Oh, Hi! has an absurd premise. One must suspend belief to go along for the ride, and it’s a fun ride for a while, but then what. This is a film about the realities of dating in the 21st century, where every break-up is essentially boiled down to the “asshole” and the “crazy” one. As they tell their friends about the end of the relationship, they use words like this to explain away their own shortcomings and mistakes. In reality, very rarely does it just end because one person is an outrageous asshole or a crazy person. More often than not, it’s somewhere in the middle. Just as people can bring out the best in each other, they can bring out the worst too. Oh, Hi! is at its most fulfilling when it rides the line of screwball and sincerity. The concerns raised by the characters in the film are playing out in the lives of millions of young adults around the world. The premise creates an endlessly comedic outlet to channel the absurdity that comes from dating, but that can only take it so far. There’s an anxious, scared heart looking for love in Oh, Hi! that is desperate to be known. Of course it’s mortifying and exposing to let someone into your life, but that’s what most of us are looking for.
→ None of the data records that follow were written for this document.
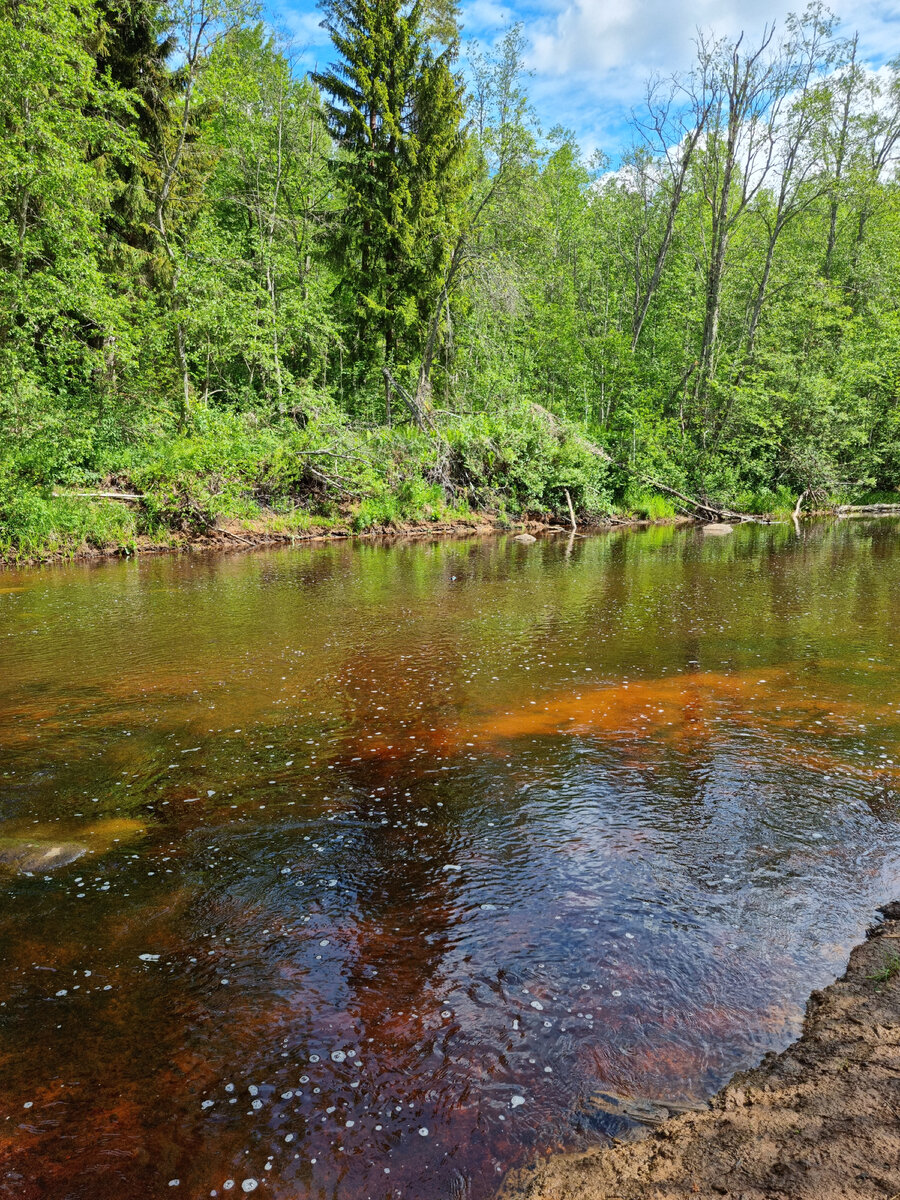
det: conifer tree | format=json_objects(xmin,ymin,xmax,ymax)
[{"xmin": 314, "ymin": 0, "xmax": 466, "ymax": 420}]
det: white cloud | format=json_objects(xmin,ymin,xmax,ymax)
[{"xmin": 278, "ymin": 0, "xmax": 900, "ymax": 155}]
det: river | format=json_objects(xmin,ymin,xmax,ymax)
[{"xmin": 0, "ymin": 520, "xmax": 900, "ymax": 1200}]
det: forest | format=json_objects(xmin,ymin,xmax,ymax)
[{"xmin": 0, "ymin": 0, "xmax": 900, "ymax": 558}]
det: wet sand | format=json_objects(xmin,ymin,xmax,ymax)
[{"xmin": 498, "ymin": 902, "xmax": 900, "ymax": 1200}]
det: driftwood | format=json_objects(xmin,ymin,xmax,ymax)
[
  {"xmin": 382, "ymin": 367, "xmax": 434, "ymax": 433},
  {"xmin": 835, "ymin": 504, "xmax": 900, "ymax": 517},
  {"xmin": 532, "ymin": 403, "xmax": 764, "ymax": 523},
  {"xmin": 564, "ymin": 487, "xmax": 578, "ymax": 529},
  {"xmin": 53, "ymin": 491, "xmax": 144, "ymax": 504}
]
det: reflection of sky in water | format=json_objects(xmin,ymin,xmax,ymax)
[{"xmin": 0, "ymin": 522, "xmax": 900, "ymax": 1200}]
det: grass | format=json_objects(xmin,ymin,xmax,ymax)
[
  {"xmin": 866, "ymin": 952, "xmax": 900, "ymax": 983},
  {"xmin": 0, "ymin": 400, "xmax": 896, "ymax": 562}
]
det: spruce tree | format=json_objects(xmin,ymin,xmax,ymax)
[{"xmin": 313, "ymin": 0, "xmax": 466, "ymax": 419}]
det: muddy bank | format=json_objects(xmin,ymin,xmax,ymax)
[
  {"xmin": 0, "ymin": 512, "xmax": 695, "ymax": 570},
  {"xmin": 497, "ymin": 902, "xmax": 900, "ymax": 1200}
]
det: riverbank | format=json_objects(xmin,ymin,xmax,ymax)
[
  {"xmin": 0, "ymin": 501, "xmax": 694, "ymax": 569},
  {"xmin": 498, "ymin": 902, "xmax": 900, "ymax": 1200}
]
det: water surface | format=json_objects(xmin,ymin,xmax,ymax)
[{"xmin": 0, "ymin": 521, "xmax": 900, "ymax": 1200}]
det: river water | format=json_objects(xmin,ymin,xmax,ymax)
[{"xmin": 0, "ymin": 521, "xmax": 900, "ymax": 1200}]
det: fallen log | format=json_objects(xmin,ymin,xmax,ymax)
[
  {"xmin": 52, "ymin": 490, "xmax": 145, "ymax": 503},
  {"xmin": 835, "ymin": 504, "xmax": 900, "ymax": 517},
  {"xmin": 532, "ymin": 402, "xmax": 768, "ymax": 524}
]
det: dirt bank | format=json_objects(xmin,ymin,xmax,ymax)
[
  {"xmin": 0, "ymin": 512, "xmax": 694, "ymax": 569},
  {"xmin": 498, "ymin": 902, "xmax": 900, "ymax": 1200}
]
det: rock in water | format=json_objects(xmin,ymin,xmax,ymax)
[{"xmin": 0, "ymin": 838, "xmax": 88, "ymax": 874}]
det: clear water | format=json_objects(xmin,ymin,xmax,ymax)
[{"xmin": 0, "ymin": 521, "xmax": 900, "ymax": 1200}]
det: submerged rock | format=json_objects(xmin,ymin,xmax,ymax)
[{"xmin": 0, "ymin": 838, "xmax": 88, "ymax": 875}]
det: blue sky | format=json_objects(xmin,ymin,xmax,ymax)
[{"xmin": 266, "ymin": 0, "xmax": 900, "ymax": 158}]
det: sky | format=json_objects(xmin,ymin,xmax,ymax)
[{"xmin": 269, "ymin": 0, "xmax": 900, "ymax": 153}]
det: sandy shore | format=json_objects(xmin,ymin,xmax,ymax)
[{"xmin": 498, "ymin": 902, "xmax": 900, "ymax": 1200}]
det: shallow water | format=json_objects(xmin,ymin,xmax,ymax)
[{"xmin": 0, "ymin": 520, "xmax": 900, "ymax": 1200}]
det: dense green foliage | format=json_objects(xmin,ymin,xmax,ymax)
[{"xmin": 0, "ymin": 0, "xmax": 900, "ymax": 553}]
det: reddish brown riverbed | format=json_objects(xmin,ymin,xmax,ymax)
[{"xmin": 0, "ymin": 521, "xmax": 900, "ymax": 1200}]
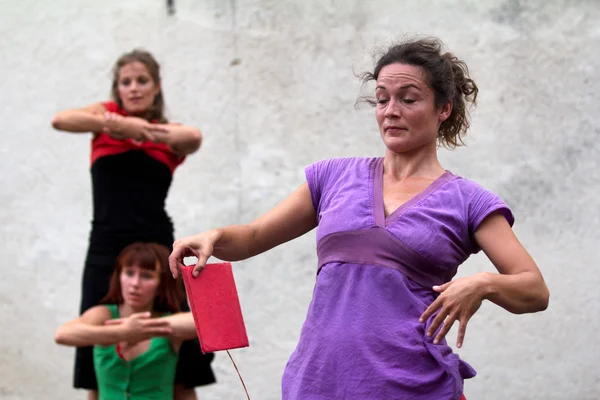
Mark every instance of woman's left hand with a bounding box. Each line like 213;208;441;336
419;274;484;347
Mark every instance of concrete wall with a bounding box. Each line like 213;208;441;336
0;0;600;400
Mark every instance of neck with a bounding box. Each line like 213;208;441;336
383;142;445;181
119;303;154;318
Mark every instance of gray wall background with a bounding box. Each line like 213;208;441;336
0;0;600;400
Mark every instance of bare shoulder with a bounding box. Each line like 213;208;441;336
79;305;112;325
81;103;107;114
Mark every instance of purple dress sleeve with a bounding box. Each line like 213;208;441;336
468;186;515;253
304;158;344;215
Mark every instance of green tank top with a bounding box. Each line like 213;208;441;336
94;304;178;400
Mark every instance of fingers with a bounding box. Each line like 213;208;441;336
148;326;173;336
150;124;171;135
169;242;183;279
131;311;152;319
456;318;469;348
192;253;210;278
169;240;200;279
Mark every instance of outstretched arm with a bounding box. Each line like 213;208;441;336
420;212;550;347
475;214;550;314
169;183;317;277
52;103;106;133
54;306;171;347
154;124;202;156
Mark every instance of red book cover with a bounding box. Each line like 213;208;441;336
181;262;249;354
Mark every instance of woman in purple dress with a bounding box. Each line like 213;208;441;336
170;39;549;400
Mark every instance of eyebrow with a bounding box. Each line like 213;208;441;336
375;83;421;91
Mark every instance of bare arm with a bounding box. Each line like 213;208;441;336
169;183;317;277
420;212;549;347
52;103;106;133
475;214;550;314
155;124;202;156
54;306;124;347
162;312;197;341
54;306;171;347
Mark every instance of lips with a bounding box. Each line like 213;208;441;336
383;126;408;133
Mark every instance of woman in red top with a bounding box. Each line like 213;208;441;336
52;50;215;400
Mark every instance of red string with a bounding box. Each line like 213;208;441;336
225;350;250;400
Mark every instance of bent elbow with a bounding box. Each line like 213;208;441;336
54;328;67;345
192;129;202;150
538;285;550;311
51;114;63;131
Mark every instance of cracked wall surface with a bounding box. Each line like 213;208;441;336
0;0;600;400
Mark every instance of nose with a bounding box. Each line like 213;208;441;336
384;98;400;119
131;274;141;286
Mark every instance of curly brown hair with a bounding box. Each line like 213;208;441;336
359;38;479;149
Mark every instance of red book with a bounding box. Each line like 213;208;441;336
181;262;249;354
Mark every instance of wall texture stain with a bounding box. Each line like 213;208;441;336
0;0;600;400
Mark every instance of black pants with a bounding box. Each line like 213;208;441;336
73;259;215;390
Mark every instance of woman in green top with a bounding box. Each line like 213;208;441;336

Oh, Hi! is millennial dating fears taken to an extreme, but isn’t sure where to go from there. Much like this year’s Materialists, Oh, Hi! is looking for an answer it doesn’t have. Gordon, Lerman, and the later-in-the-film additions of Geraldine Viswanathan and John Reynolds are a dream cast, a collection of young talent who are an utter joy together on the screen. Like the famous line from Casablanca, Oh, Hi! will always have its bizarro farmhouse in upstate New York, even if its love story won’t go down in the history books like Bogart and Bergman’s.